There are two patchsets, one before dynts was completed and one for latest master.
holger
On 17/08/2016 23:35, Holger Freyther wrote:
OpenBSC# show lchan su BTS 0, TRX 0, Timeslot 1, Lchan 0, Type NONE - L1 MS Power: 33 dBm
type none? What OpenBSC version is that?

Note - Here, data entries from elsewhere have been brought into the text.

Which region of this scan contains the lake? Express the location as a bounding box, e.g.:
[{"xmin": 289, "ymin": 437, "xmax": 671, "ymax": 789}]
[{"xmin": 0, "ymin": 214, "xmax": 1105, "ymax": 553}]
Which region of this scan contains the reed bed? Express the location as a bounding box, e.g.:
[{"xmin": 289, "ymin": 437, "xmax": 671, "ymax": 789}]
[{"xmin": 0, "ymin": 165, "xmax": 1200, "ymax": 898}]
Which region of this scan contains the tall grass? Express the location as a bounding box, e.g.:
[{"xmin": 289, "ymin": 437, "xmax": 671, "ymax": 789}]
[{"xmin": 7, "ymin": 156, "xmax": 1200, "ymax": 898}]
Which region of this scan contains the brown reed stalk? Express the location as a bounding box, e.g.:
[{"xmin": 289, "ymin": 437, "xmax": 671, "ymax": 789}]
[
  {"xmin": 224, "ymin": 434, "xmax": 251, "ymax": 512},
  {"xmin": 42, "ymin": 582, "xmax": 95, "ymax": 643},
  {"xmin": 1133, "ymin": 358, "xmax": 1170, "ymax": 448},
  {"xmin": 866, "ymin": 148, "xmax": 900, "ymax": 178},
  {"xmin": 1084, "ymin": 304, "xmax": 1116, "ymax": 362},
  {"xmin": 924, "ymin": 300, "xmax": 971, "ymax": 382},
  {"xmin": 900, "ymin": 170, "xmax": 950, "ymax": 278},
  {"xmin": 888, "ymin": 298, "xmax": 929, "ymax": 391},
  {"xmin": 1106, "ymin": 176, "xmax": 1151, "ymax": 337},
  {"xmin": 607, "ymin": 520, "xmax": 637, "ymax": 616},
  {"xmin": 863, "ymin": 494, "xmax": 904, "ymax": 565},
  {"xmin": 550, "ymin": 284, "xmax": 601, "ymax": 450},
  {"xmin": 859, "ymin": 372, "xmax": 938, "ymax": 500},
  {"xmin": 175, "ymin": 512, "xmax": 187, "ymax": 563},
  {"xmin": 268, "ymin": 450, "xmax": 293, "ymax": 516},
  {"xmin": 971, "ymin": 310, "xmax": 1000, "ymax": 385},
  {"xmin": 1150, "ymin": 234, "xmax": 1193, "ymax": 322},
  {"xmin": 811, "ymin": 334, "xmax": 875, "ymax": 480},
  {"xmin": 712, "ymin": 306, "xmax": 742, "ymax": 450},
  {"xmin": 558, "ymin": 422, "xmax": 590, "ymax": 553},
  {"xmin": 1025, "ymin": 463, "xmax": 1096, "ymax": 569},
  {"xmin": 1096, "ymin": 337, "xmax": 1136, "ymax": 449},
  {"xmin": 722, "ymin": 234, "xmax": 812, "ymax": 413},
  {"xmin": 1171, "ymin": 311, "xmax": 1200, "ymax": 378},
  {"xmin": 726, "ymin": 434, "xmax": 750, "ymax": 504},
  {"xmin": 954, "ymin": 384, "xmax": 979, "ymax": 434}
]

So just the none already looks broken.
Sure, If you look at the non summary version of lchan, you see the likes of BTS 1, TRX 0, Timeslot 7, Lchan 0: Type NONE Connection: 0, State: BROKEN UNUSABLE Error reason: activation timeout BS Power: 37 dBm, MS Power: 33 dBm No Subscriber Bound IP: 0.0.0.0 Port 0 RTP_TYPE2=0 CONN_ID=0 Measurement Report: Flags: DLinval RXL-FULL-ul: -110 dBm, RXL-SUB-ul: -110 dBm RXQ-FULL-ul: 0, RXQ-SUB-ul: 0 osmo-nitb tells me it is OpenBSC version 0.14.0-dirty
You mentioned off list about the sbts2050 software, yes I'm afraid it's 201208-testing.

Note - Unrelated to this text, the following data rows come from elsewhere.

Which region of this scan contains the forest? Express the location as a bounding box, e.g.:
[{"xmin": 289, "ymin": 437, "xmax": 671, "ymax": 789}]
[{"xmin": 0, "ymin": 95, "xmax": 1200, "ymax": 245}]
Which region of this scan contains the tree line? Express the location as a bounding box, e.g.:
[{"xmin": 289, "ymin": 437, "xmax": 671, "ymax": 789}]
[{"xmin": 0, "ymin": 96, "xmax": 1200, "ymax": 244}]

Can I ask, What triggers the eventual calling of rsl_rx_rf_chan_rel_ack(),
the actual arrival of the REL_ACK message.
So it won't ever be called, once it's "lost" What I don't understand is how it can get lost. Or arrive out of order of something, that's not possible with tcp is it? I have tried momentarily interrupting the connection BSC<->BTS with iptables but I cannot as yet provoke the event that causes this.. ah just now it happens again (meanwhile I am watching a straight ping to the bts (for what it's worth) and I see nothing unusual there. Maybe this actually has not got to do with the wifi link after all, and that is just coincidence?

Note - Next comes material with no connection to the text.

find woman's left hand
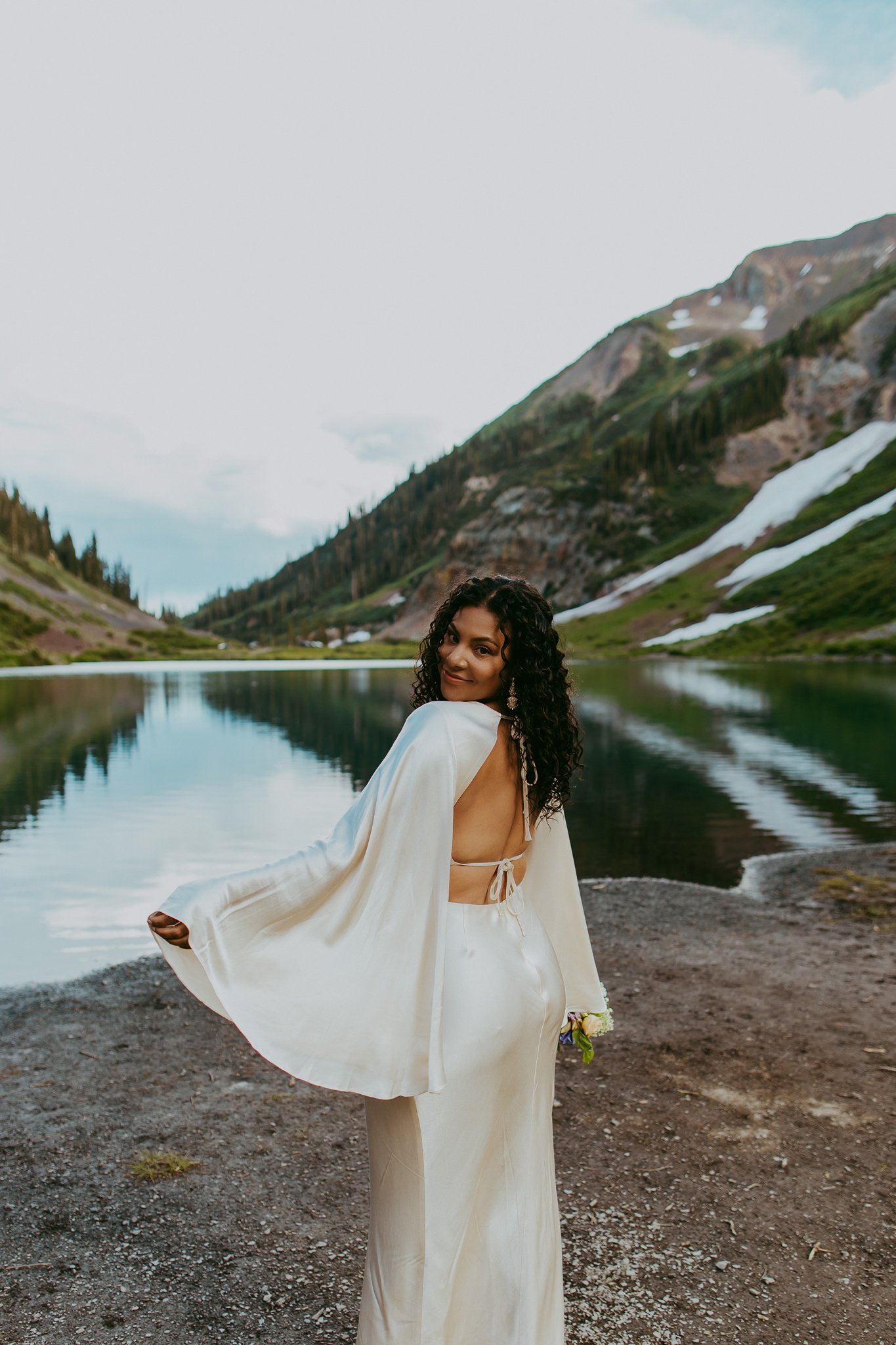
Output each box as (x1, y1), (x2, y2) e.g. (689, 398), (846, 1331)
(146, 910), (190, 948)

<0004> abis_rsl.c:717 (bts=0,trx=0,ts=1,ss=0) RF CHANNEL RELEASE ACK <0004> abis_rsl.c:735 (bts=0,trx=0,ts=1,ss=0) CHAN REL ACK for broken channel. Releasing it. <0004> abis_rsl.c:211 (bts=1,trx=0,ts=1,ss=1) Timeout during activation. Marked as broken. <0004> abis_rsl.c:211 (bts=1,trx=0,ts=1,ss=0) Timeout during activation. Marked as broken. <0004> abis_rsl.c:211 (bts=1,trx=0,ts=1,ss=2) Timeout during activation. Marked as broken. <0004> abis_rsl.c:211 (bts=1,trx=0,ts=1,ss=3) Timeout during activation. Marked as broken. <0004> abis_rsl.c:211 (bts=1,trx=0,ts=1,ss=4) Timeout during activation. Marked as broken. <0004> abis_rsl.c:1464 (bts=1,trx=0,ts=1,ss=5) Activating ARFCN(251) SS(5) lctype SDCCH r=LOCATION_UPDATE ra=0x0b ta=3 <0004> abis_rsl.c:1464 (bts=1,trx=0,ts=1,ss=6) Activating ARFCN(251) SS(6) lctype SDCCH r=LOCATION_UPDATE ra=0x0f ta=3 <0004> abis_rsl.c:1464 (bts=1,trx=0,ts=1,ss=7) Activating ARFCN(251) SS(7) lctype SDCCH r=LOCATION_UPDATE ra=0x0a ta=3 <0004> abis_rsl.c:1464 (bts=0,trx=0,ts=1,ss=0) Activating ARFCN(249) SS(0) lctype SDCCH r=LOCATION_UPDATE ra=0x0c ta=2 <0004> abis_rsl.c:1464 (bts=0,trx=0,ts=1,ss=1) Activating ARFCN(249) SS(1) lctype SDCCH r=OTHER ra=0x1c ta=1 <0004> abis_rsl.c:1464 (bts=0,trx=0,ts=1,ss=2) Activating ARFCN(249) SS(2) lctype SDCCH r=LOCATION_UPDATE ra=0x0d ta=2 <0004> abis_rsl.c:1464 (bts=0,trx=0,ts=1,ss=3) Activating ARFCN(249) SS(3) lctype SDCCH r=OTHER ra=0x10 ta=1 <0004> abis_rsl.c:1464 (bts=0,trx=0,ts=1,ss=4) Activating ARFCN(249) SS(4) lctype SDCCH r=LOCATION_UPDATE ra=0x07 ta=2 <0004> abis_rsl.c:1464 (bts=0,trx=0,ts=1,ss=5) Activating ARFCN(249) SS(5) lctype SDCCH r=OTHER ra=0x17 ta=1 <0004> abis_rsl.c:211 (bts=1,trx=0,ts=1,ss=5) Timeout during activation. Marked as broken. <0004> abis_rsl.c:211 (bts=1,trx=0,ts=1,ss=6) Timeout during activation. Marked as broken. <0004> abis_rsl.c:211 (bts=1,trx=0,ts=1,ss=7) Timeout during activation. Marked as broken. <0004> abis_rsl.c:211 (bts=0,trx=0,ts=1,ss=0) Timeout during activation. Marked as broken. <0004> abis_rsl.c:211 (bts=0,trx=0,ts=1,ss=1) Timeout during activation. Marked as broken. <0004> abis_rsl.c:211 (bts=0,trx=0,ts=1,ss=2) Timeout during activation. Marked as broken. <0004> abis_rsl.c:211 (bts=0,trx=0,ts=1,ss=3) Timeout during activation. Marked as broken. <0004> abis_rsl.c:211 (bts=0,trx=0,ts=1,ss=4) Timeout during activation. Marked as broken. <0004> abis_rsl.c:211 (bts=0,trx=0,ts=1,ss=5) Timeout during activation. Marked as broken.